The National Audit Office this week reports significant gaps in provision and an increase in the number of colleges in difficulty (page 23). Despite growth, increased "efficiency" and incentives, the best the NAO can say after almost four years in the marketplace is that "it was too early to say what impact this has had on college performance."
The report of the FEFC committee on widening participation, chaired by Helena Kennedy QC, is more forthright (page 24). Introduction of market principles has increased college independence and autonomy. But there has been "wasteful competition" in pursuit of students most likely to succeed.

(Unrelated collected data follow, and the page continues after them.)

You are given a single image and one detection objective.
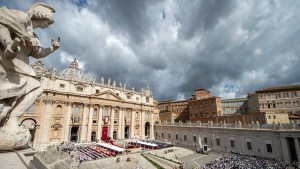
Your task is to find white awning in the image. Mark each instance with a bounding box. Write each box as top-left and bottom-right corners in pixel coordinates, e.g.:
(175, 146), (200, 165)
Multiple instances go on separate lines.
(136, 141), (158, 147)
(97, 142), (125, 152)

Its answer is unashamedly New Labour's: "visionary planning", students as "stakeholders" and regional and national strategies. Before rejecting this, ministers must ask where their unfettered market forces have brought FE.
Nowhere is the effect more apparent than in the dash for growth on the cheap. Colleges which exceed tough Government targets get a third of the unit costs for every extra student recruited. Those who undershoot are heavily penalised. Unfortunately, the colleges got too good at the market game. The Treasury was upset and ministers threatened to cut off the cash.
It is hard to believe that neither the Department for Education and Employment nor the Treasury realised that an Pounds 84m bill was mounting or bothered to check such costs with the FEFC until it was too late. The idea of either incompetence or some Machiavellian plot hatched by former FEFC chief executive Sir William Stubbs and perpetrated by his successor Professor David Melville to get more cash than deserved seems even more remarkable. Besides, the Demand Led Element (DLE), had been tried in higher education and was well publicised in The TES and elsewhere three years ago as "an open chequebook" from the Treasury for colleges.
The letter from Education and Employment Secretary Gillian Shephard to Tory MP Nigel Evans gives the game away (page 1). It shows that just two weeks before the threat to scrap DLE, she was exhorting colleges to pursue this route to growth rather than whinge about cuts.
College managers would be naive if they thought DLE was likely to go on much longer. But ministers may find it difficult to renege on promises accepted in good faith. As usual, a compromise looked the most likely immediate conclusion to this unseemly charade as we went to press. But that will not be the end of the matter. The original DLE contract with the Treasury included a commitment to new funding levels if growth is sustained. Now the most that colleges can realistically look forward to is an uncomfortable transitional year after settlement of the immediate crisis. and then a rethought funding methodology from Helena Kennedy's other committee.
But whatever the outcome on funding, the conclusions of both the NAO and Ms Kennedy's wider participation report point to "strategic planning" rather than "the marketplace" as the next buzzwords for FE.